But where to locate new hubs? We initially tried some fancy algorithms, but our clients were lost a long time ago. So we plotted the branches on the map, along with the hubs, and the range of the hubs. (This wasn’t a projection or anything — I just plotted latitudes and longitudes on a X-Y scatter plot, put an India map below, and tweaked it.)

India map showing branches and hub coverage

Then people got it. They’d take one look at the map, and say “Ah, so we have uncovered regions in UP, Haryana and Karnataka. OK, I’ll put a hub there. Move on.”

This is an obvious thing to do. But it takes effort. Which is why, sometimes: it’s better that the person who’s thinking of the slides is not the one who makes the slides — just so he doesn’t shy away from good, tough slides.

Visualisation – activities to centralise

Surely we don’t have many activities to centralise? We already have a central hub for processing operations!

We heard that from a fair section of our client organisation. They initially had operations spread across their branches. Some years ago, they had established a central hub and many regional hubs. Yet,

  • Only a few prominent operations were centralised.
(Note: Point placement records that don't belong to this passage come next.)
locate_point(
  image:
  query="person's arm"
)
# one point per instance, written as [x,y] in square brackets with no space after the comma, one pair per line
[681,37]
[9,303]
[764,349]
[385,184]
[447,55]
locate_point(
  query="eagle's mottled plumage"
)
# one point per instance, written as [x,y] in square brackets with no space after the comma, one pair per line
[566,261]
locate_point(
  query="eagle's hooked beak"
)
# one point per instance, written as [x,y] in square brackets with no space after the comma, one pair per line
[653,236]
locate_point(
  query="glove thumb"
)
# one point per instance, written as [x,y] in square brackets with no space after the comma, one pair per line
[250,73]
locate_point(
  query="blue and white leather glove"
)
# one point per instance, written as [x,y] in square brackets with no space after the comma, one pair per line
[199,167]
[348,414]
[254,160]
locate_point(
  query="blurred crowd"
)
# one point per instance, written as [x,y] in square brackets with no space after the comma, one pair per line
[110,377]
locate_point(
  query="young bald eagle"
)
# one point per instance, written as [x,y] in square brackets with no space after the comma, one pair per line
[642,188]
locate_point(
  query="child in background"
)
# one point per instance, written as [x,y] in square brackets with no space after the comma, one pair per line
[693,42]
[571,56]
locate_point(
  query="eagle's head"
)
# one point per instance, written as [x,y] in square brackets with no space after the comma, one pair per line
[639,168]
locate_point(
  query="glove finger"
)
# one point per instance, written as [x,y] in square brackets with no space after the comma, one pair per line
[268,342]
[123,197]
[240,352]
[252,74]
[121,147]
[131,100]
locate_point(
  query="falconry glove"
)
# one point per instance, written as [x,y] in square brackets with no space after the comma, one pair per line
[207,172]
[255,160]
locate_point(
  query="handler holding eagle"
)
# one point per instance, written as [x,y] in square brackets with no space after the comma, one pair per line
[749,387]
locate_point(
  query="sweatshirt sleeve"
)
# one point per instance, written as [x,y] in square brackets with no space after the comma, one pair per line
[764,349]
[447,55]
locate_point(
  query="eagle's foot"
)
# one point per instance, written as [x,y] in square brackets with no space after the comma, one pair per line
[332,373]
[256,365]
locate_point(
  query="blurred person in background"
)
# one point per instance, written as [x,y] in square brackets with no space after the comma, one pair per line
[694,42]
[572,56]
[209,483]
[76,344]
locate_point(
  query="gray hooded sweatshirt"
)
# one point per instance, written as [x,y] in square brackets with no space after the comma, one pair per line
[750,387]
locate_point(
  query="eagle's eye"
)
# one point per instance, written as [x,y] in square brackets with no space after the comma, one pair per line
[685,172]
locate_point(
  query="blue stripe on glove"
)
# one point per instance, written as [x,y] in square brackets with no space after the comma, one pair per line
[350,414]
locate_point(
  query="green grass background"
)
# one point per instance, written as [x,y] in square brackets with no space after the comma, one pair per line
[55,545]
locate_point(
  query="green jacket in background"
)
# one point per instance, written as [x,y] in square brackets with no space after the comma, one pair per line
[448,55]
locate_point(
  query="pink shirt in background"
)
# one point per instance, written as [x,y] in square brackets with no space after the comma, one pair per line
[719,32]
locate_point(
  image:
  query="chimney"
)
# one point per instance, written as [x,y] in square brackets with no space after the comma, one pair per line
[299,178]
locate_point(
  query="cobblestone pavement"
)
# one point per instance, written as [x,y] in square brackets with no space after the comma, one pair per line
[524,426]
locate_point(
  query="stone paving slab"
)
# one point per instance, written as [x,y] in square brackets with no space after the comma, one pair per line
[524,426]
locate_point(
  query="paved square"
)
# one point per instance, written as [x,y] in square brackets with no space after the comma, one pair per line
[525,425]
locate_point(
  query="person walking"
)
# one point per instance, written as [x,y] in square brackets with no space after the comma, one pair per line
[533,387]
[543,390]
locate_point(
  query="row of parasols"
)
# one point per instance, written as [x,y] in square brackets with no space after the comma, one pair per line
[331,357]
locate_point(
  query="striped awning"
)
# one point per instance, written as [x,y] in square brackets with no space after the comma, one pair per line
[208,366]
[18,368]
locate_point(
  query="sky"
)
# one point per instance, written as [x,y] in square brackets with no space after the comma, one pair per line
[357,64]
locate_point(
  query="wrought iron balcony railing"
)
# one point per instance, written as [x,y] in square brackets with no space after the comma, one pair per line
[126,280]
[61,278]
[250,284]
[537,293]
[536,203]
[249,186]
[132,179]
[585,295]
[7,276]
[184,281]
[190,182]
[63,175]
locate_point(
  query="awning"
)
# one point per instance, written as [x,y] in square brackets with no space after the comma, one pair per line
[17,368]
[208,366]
Others were just regionalised.
  • Regionalisation was inconsistent. Some branches still did these at their own premises.
  • Branches still did the bulk of the work.

We made a list of activities, surveyed all their branches and hubs, and got a good sense of which activities were happening at branches vs regionally vs centrally.

Rather than make a list of these activities (they numbered over 300), we put the variwide chart to an unorthodox use. The chart below shows the activities on the x-axis, and the extent of centralisation on the y-axis.

Variwide showing centralisation of activities

The graph actually consists of thin vertical lines, one for each activity. The height represents the number of branches for which the activity is happening regionally. For the activities on the right, they’re happening at branches. Dark blue lines are happening centrally. Light blue lines are regionalised.

You can see at a glance that about 55% of activities are at branches, 35% are regionalised and 10% are centralised. Clearly there’s a big potential to centralise. Once we showed this slide, most of the objections went away.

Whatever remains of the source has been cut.